Italiano presented findings during a poster discussion session on behalf of colleagues in the French Sarcoma Group of a phase II, open-label multicenter two-stage Simon’s design study.
 
In the study, all patients received pembrolizumab at 200mg IV on day 8 of a 21-day cycle plus cyclophosphamide at 50 mg daily on an alternating one week on, one week off metronomic schedule during the study, which comprised 5 independent cohorts of patients with leiomyosarcoma (Arm A), undifferentiated pleomorphic sarcoma (Arm B), GIST (Arm C), osteosarcomas (Arm D), and other sarcomas (Arm E).
 
The co-primary endpoints for Arms A, B, D, and E were non-progression and objective response rate (ORR) at 6 months; the study planned to accrue more patients if ≥3 patients had objective response or ≥7 were progression-free at 6 months. The primary efficacy endpoint for Arm C was non-progression at 6 months; accrual was to continue if 4 or more of the first 10 enrolled patients were progression-free at 6 months
 
The pre-specified endpoint to justify continuing accrual was not met, leading to discontinuation of accrual in Arms A, C, and E; accrual is ongoing in Arms B and D.
 
The study enrolled 33 males and 24 female patients between June 2015 and June 2016. The patients had a median age of 53.5 years (range, 43.5-80.3) and the ECOG performance status was 0, 1, 2, 3, or not available for 19, 20, 5, and 1 patients, respectively. The majority (84%) of patients had metastatic disease and the remaining patients had locally advanced disease. Just 2 patients (3.5%) were treatment naïve and 35.1% of patients had received 2 or more prior treatments.
 
All 57 patients were included in the safety analysis and 49 patients were evaluable for efficacy. Response was evaluated according to RECIST 1.1; radiologic tumor assessment was done at baseline and every 8 weeks.

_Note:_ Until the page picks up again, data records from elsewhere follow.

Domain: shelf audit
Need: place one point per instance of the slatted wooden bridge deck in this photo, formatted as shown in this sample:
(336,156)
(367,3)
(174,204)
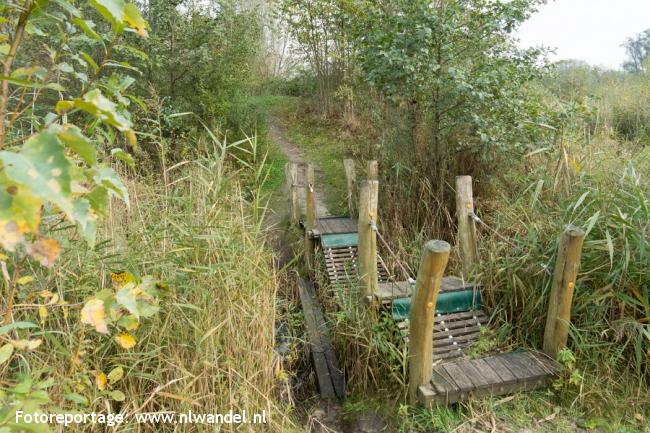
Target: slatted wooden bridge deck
(440,318)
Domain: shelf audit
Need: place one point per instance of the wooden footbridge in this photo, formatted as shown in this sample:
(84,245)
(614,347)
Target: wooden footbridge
(440,317)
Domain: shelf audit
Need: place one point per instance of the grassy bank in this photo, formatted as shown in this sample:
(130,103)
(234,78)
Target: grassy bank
(210,346)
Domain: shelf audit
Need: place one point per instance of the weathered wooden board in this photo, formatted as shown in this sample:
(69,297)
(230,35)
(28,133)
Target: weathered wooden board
(328,372)
(452,333)
(336,225)
(462,379)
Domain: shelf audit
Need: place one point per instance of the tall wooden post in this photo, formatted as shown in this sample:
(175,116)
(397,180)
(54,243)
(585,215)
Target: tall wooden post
(423,307)
(367,248)
(567,264)
(310,221)
(351,178)
(466,226)
(291,170)
(373,170)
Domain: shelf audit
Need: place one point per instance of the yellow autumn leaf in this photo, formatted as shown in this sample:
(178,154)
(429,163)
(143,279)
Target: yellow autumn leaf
(46,251)
(134,19)
(120,279)
(115,375)
(101,380)
(42,313)
(125,340)
(131,138)
(25,280)
(93,314)
(26,344)
(576,165)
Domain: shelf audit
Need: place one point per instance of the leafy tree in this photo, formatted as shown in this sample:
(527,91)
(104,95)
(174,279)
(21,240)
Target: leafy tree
(202,55)
(64,104)
(456,68)
(638,50)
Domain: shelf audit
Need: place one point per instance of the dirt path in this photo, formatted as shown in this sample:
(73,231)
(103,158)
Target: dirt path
(323,416)
(296,155)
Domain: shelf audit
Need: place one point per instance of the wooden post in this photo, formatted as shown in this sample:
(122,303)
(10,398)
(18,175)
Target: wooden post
(310,221)
(292,188)
(423,307)
(466,225)
(351,177)
(373,170)
(367,248)
(567,264)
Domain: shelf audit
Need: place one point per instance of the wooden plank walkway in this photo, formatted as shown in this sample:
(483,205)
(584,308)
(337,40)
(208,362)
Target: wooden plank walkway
(462,379)
(452,333)
(329,375)
(335,225)
(389,290)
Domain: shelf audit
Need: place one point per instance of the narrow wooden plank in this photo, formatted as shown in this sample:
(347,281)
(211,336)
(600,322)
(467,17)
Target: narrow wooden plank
(426,395)
(328,372)
(457,339)
(459,377)
(457,332)
(486,371)
(501,369)
(548,364)
(472,374)
(444,318)
(442,383)
(519,366)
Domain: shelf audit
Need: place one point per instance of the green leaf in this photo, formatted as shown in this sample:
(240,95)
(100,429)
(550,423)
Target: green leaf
(42,166)
(115,375)
(104,109)
(68,7)
(20,206)
(111,10)
(33,85)
(87,27)
(16,325)
(73,138)
(123,156)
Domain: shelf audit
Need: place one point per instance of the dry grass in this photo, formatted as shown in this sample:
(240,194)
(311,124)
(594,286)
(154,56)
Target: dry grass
(210,349)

Biopsies were done at baseline and tumor plus immune cell samples were collected for translational analysis.
 
“Limited intra-tumoral T-cell infiltration, lack of PD-L1 expression, infiltration by immunosuppressive cells, and the induction of alternative immunosuppressive pathways, such as indoleamine 2,3 –dioxygenase, may play a primary role in the resistance to PD-1 inhibition in sarcomas,” explained Italiano.
 
The translational part of the study evaluated patient samples by immunohistochemistry, which showed little PL-L1 expression on the tumor or immune cells.
 
In addition, the kynurenine/tryptophan ratio was seen to increase from treatment cycles 1 to 3. Tryptophan is catabolized into kynurenine and several other immunologically active metabolites that suppress T-cell proliferation by indoleamine 2,3–dioxygenase, and an increased serum kynurenine/tryptophan ratio has been shown to associate with disease progression in several types of cancer.
 
Overall, pembrolizumab was well tolerated with toxicities that were consistent with published data. Treatment discontinuation due to an adverse event occurred in 4 patients (7%), and by investigators decision for 1 patient (2%). Treatment was halted due to progressive disease in 41 patients (84%) and 4 patients (7%) died on study.
 
“These results suggest that combination strategies are needed to improve outcomes of immunotherapy in sarcomas,” the authors concluded.
Italiano A; Penel N; Chevreau C; et al. Combination of pembrolizumab and metro- nomic cyclophosphamide in patients with advanced sarcomas: a french sarcoma group study. Presented at: Connective Tissue Oncology Society Annual Meeting; Lisbon, Portugal; November 9-12, 2016. Poster #2570261.